Should the memory consumption not be the result of a few queries consuming an excessive amount of memory, but caused by many smaller queries it needs to be investigated where the consumption is coming from. Involve the database team to get inside and help to analyze the query plans.

A first go-to mitigation should be to add more replicas to spread the queries over more machines, reducing the memory pressure per system.

Preparation

You should do this activity in a CR (thus, allowing you to practice all of it in staging first)
Make sure the replica you are trying to remove is NOT the primary, by running gitlab-patronictl list on a patroni node
Pull up the Host Stats Grafana dashboard and switch to the target replica host to be removed. This will help you monitor the host.

Step 1 - Stop chef-client

On the replica node run: sudo chef-client-disable "Removing patroni node: Ref issue prod#xyz"

Step 2 - Take the replicate node out of load balancing

If clients are connecting to replicas by means of service discovery (as opposed to hard-coded list of hosts), you can remove a replica from the list of hosts used by the clients by tagging it as not suitable for failing over (nofailover: true) and load balancing (noloadbalance: true). (If clients are configured with replica.patroni.service.consul. DNS record look at this legacy method)
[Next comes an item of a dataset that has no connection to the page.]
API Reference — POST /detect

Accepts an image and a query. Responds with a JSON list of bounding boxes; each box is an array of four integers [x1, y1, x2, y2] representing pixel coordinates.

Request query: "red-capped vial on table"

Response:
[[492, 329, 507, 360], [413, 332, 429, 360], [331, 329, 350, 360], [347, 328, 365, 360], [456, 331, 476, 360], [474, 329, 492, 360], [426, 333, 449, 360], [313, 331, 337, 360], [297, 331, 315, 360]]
Add a tags section to /var/opt/gitlab/patroni/patroni.yml on the node:

tags:
  nofailover: true
  noloadbalance: true

Reload Patroni

sudo systemctl reload patroni

Check that Patroni host now is no longer considered for failover nor loadbalance
```
sudo gitlab-patronictl list
```
Test the efficacy of that reload by checking for the node name in the list of replicas:

dig @127.0.0.1 -p 8600 db-replica.service.consul. SRV

If the name is absent, then the reload worked.

Wait until all client connections are drained from the replica (it depends on the interval value set for the clients), use this command to track number of client connections:

for c in /usr/local/bin/pgb-console*; do $c -c 'SHOW CLIENTS;' | grep gitlabhq_production | grep -v gitlab-monitor; done | wc -l

It can take a few minutes until all connections are gone. If there are still a few connections on pgbouncers after 5m you can check if there are actually any active connections in the DB (should be 0 most of the time):

gitlab-psql -qc \
   "select count(*) from pg_stat_activity
  where backend_type = 'client backend'
  and state <> 'idle'
  and pid <> pg_backend_pid()
  and datname <> 'postgres'"

You can see an example of taking a node out of service in this issue.

Step 3 - Decide if you will remove the node or wait for it to recover

This is a critical decision because replacing a Patroni Replica can take a couple of hours, but letting it to recover without intervention can take up to several days deppending on lag size and write workload.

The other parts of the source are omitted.